Saturday, April 24, 2010

Digital Camera 300k Pixels Dual Camera

Journey to the beautiful middle of a salt shaker! (By Pierre-Luc)


Bolivia seems sometimes combine several countries. We had already made this finding by comparing cities like La Paz to the villages of Campo. In fact, far more than individual countries, we often feel like two different worlds: the richness of the capital has no relation to the poverty of the countryside of the altiplano, it is the same for vegetation, palm trees and jungle regions versus shrubs stunted Andean heights.
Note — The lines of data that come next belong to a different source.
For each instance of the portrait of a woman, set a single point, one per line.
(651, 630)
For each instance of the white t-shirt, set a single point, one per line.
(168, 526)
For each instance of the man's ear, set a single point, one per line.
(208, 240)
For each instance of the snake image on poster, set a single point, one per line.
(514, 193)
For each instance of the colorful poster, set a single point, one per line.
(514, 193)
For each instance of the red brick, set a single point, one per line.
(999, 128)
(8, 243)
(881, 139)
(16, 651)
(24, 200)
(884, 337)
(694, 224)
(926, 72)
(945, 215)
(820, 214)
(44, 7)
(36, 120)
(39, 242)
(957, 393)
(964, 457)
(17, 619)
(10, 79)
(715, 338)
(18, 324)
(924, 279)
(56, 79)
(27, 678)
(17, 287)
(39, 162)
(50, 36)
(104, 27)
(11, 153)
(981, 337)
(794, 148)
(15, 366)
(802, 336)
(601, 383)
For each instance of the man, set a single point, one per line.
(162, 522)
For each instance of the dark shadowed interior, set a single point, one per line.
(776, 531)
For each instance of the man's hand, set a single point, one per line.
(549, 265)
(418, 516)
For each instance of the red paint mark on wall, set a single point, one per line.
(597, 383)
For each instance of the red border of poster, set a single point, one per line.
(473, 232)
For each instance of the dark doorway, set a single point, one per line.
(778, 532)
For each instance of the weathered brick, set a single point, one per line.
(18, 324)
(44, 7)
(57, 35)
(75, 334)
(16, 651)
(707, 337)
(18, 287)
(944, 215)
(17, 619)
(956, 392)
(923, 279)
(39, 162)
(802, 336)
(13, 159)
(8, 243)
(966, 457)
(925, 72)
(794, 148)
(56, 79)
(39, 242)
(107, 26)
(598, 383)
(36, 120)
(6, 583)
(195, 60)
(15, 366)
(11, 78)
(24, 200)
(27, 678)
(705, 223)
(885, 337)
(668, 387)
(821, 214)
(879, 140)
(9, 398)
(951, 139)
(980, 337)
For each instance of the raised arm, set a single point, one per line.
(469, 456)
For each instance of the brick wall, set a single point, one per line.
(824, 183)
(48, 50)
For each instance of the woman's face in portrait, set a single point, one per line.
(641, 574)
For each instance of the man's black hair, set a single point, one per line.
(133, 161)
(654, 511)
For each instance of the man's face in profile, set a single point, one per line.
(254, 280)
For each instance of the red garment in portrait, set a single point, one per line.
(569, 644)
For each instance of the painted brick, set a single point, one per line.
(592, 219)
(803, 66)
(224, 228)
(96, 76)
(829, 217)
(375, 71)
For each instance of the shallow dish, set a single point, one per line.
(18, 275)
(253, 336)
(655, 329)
Our week's holiday would soon allow us to confirm the extent to which Bolivia is a country of contrasts.

The Salar de Uyuni

Imagine the largest salt reserves in the world: 12 106 km2 of salt out of sight. Season dry, white salt is such that it becomes difficult to look without wearing sunglasses, and during the rainy season, water that accumulates on the surface reflects the sky perfectly so it is difficult to distinguish up from down: the horizon disappears!



few islands, which appear out of nowhere, stand here and there in the desert of salt. This is the case of Isla del Pescado, covered with thousands of cacti, some of which are centuries old!



It is in this mysterious place that we spent the first days of our vacation. But I hear you say "where did all that salt?".



According to legend, Atahualpa (not know who it is!) Slashed the chest of a woman named Tunupa on the slopes of a volcano. The volcano, whose feet we have stayed ailluers, now bears the name of the woman bruised the breasts! The milk that flowed from her breasts then spread and formed the salt desert.



In my case, I was skeptical! First milk feeding is not salty (!) and then I would have liked to see the size of the breasts for her lactation Madame arrives to cover 12 106 km2. But hey, go for the folklore!
The more rational among our readers will be pleased to know that there is another explanation ... well ... less picturesque but more plausible.

There are 40 000-25 000 years, Lake Minchin (to 3760 m) covered most of the region. When evaporated, it left two large concentrations of salt greater, the Salar de Uyuni. "This part of the Altiplano is endoreic (its rivers are lost in the land), the So salt deposits from minerals leached from the mountains and accumulated the lowest point "(thank you Lonely Planet!)
The more rational among our readers will say" there must have money to do with any the salt! "(you can almost hear my father!)

Well yes, some parts of the desert are exploited and annual production is estimated to nearly 20 000 tonnes of which 18 000 tons for human consumption, the rest is livestock ... (thank you Lonely Planet) And no, salt is not used for deicing roads here!


Finally, amidst this beautiful scenery and foolish, scientific explanations are only very few things and we come to believe that the place is magical. Our human condition becomes very relative: it feels dwarfed in this pristine wilderness, in fact, you feel like a grain of salt in the world (where in a salt shaker!)